The client uses GET requests for the model registry search endpoint (MLflow 2.x), with POST fallback for older versions. Health checks try the root path / first (MLflow 2.x returns "OK"), then /health.

Subcommands

Read-Only (no --force-exploit required)

Subcommand Description
enum Tracking server metadata and version. Extracts sensitive params/tags from enumerated runs.
experiments List experiments with run counts
runs List runs for a specific experiment. Produces additional High-severity findings when a run's artifact_uri or parameters expose remote storage URIs (e.g. S3, GCS, Snowflake) or other sensitive patterns
artifacts List artifact tree for a run
registry List registered models
model-versions List versions for a registered model
model-artifacts List artifact paths for a specific model version. Extracts sensitive params/tags from the resolved run.
download-artifact Download an artifact by path

Gated (requires --force-exploit)

Subcommand Description
tamper-proof Create a proof experiment, run, and parameter to demonstrate write access to the ML pipeline

Flags

Flag Required Description
--target Yes MLflow server URL (e.g., http://127.0.0.1:5000)
--header No Custom HTTP headers.
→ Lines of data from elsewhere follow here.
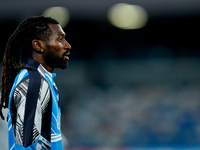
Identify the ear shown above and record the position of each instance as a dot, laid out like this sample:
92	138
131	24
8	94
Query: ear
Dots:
37	45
Repeatable.
--experiment For experiments, runs Experiment name or ID
--limit No Maximum items to return
--run-id For artifacts, download-artifact Run ID to inspect
--artifact-path For download-artifact Artifact path to download
--path-prefix For artifacts Path prefix filter for artifact listing
--model For model-versions, model-artifacts Registered model name
--version For model-artifacts Model version number

Examples

# Enumerate server
./aipostex mlflow --target http://127.0.0.1:5000 enum

# List experiments
./aipostex mlflow --target http://127.0.0.1:5000 experiments --limit 5

# List runs for an experiment
./aipostex mlflow --target http://127.0.0.1:5000 runs --experiment demo --limit 5

# List artifacts for a run
./aipostex mlflow --target http://127.0.0.1:5000 artifacts --run-id run-1

# List registered models
./aipostex mlflow --target http://127.0.0.1:5000 registry

# List model versions
./aipostex mlflow --target http://127.0.0.1:5000 model-versions --model demo-model

# List artifacts for a model version
./aipostex mlflow --target http://127.0.0.1:5000 model-artifacts \
  --model demo-model --version 3

# Download a specific artifact
./aipostex mlflow --target http://127.0.0.1:5000 download-artifact \
  --run-id run-1 --artifact-path model/MLmodel

# Prove write access by creating experiment + run (gated)
./aipostex mlflow --target http://127.0.0.1:5000 tamper-proof --force-exploit

Workflow Progression

discover network (discovers MLflow on :5000)
  → mlflow enum (server metadata)
    → mlflow experiments (list experiments)
      → mlflow runs --experiment <name> (list runs)
        → mlflow artifacts --run-id <id> (browse artifact tree)
          → mlflow download-artifact --run-id <id> --artifact-path <path>
    → mlflow registry (list registered models)
      → mlflow model-versions --model <name>
        → mlflow model-artifacts --model <name> --version <v>
  → mlflow tamper-proof (prove write access, gated)

The module pivots from registry exposure into model-version correlation and artifact listing. The tamper-proof command at the end of the chain proves that an attacker can create experiments and inject data into the ML pipeline.